Until today only few of the rare, endangered or extinct-in-the-wild species could be saved from complete extinction by keeping and breeding them in human care. But it may be well too early to really evaluate the contribution of zoos breeding programmes to the preservation of biodiversity.

===Relationship with IUCN===
- WAZA provides financial support to IUCN Species Survival Commission and to its Specialist Groups, such as the South American Camelid Specialist Group.
- WAZA promotes the use of the newly developed IUCN Red List of Threatened Species branding and many zoos and aquariums have already in 2010 made use of it.
- WAZA has published on December 1, 2009, a book on 'The Future of Wildlife' to mark the 2010 International Year of Biodiversity, with contributions from partners including IUCN.
- WAZA supports international endeavours for amphibian conservation and is partnering with IUCN and its Conservation Breeding Specialist Group in the 'Amphibian Ark'.

===Projects===
WAZA works in partnership with international organisations with a view to contribute to the conservation of biodiversity.
Two examples of WAZA supported projects on the occasion of the International Year of the Gorilla 2009 are:

The Nouabalé - Ndoki Project in Democratic Republic of the Congo is supported by the WCS (USA), Toronto Zoo (Canada), La Palmyre Zoo (France), La Vallée des Singes (France), USAID (CARPE program), USFWS, and FFEM. Since the early 90s, WCS aims to help conserve biodiversity in Congo by working with the government, local communities and private sector partners to adopt a landscape scale management approach, establishing and maintaining a network of well-managed protected areas,
including the Nouabalé - Ndoki National Park.

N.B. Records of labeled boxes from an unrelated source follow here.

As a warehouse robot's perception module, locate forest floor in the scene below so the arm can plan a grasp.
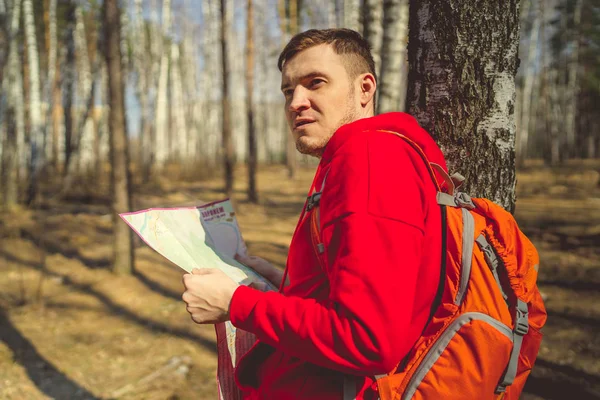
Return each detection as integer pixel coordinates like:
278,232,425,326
0,161,600,400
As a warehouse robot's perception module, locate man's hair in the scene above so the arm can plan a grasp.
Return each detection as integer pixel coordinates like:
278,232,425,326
277,29,377,81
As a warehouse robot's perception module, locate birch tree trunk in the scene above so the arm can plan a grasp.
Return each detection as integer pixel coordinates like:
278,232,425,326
170,42,191,163
246,0,258,203
23,0,44,204
103,0,133,274
0,0,25,209
63,2,75,175
565,0,583,157
73,5,94,172
516,0,541,166
377,0,408,113
44,0,58,170
407,0,519,211
221,0,234,197
153,0,171,172
344,0,360,32
133,0,152,177
362,0,383,83
279,0,300,179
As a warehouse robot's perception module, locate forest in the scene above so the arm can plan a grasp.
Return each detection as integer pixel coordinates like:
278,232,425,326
0,0,600,399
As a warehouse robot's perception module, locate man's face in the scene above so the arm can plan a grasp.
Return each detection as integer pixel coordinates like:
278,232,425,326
281,44,359,157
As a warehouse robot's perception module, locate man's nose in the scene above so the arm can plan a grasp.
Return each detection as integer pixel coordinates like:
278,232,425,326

Conservation of the Cross River gorilla in Nigeria, implemented by Kolmarden Foundation, the Great Ape Trust of Iowa (Iowa Zoo), Columbus Zoo, Zoo Boise, supported by Wildlife Conservation Society (Bronx Zoo), Great Ape Conservation Fund (US Fish and Wildlife Service), African Great Apes Programme (WWF), Margot Marsh Biodiversity Foundation, Berggorilla and Regenwald Direkthilfe, North Carolina Zoo.
The Cross River gorilla project in Nigeria has four main
components:
- Support for protected area development
- Landscape level conservation action
- Research
- Conservation education

==Education==
WAZA provides interactive, structured educational workshops, classes, and resources tailored to meet the specific needs of groups, zoos and aquariums and contribute to learning and understanding as part of local and national curricula frameworks. Many zoos now have an education department, a classroom, and full-time educational officers.

WAZA encourages all of its staff to participate in local, national, regional and international networks such as the International Zoo Educators Association (IZEA) and its regional groups.

==Secretariat==
A permanent Executive Office has been established in October 2001. The Office was located in the centre of Bern, Switzerland at this time. From May 2010 to September 2018, the WAZA Executive Office was situated in the heart of IUCN's newly built Conservation Centre in Gland, Switzerland. The permanent executive office of WAZA is currently located in the city of Barcelona, Spain.

Under a MOU it provides also secretariat support to the International Zoo Educators Association (IZEA).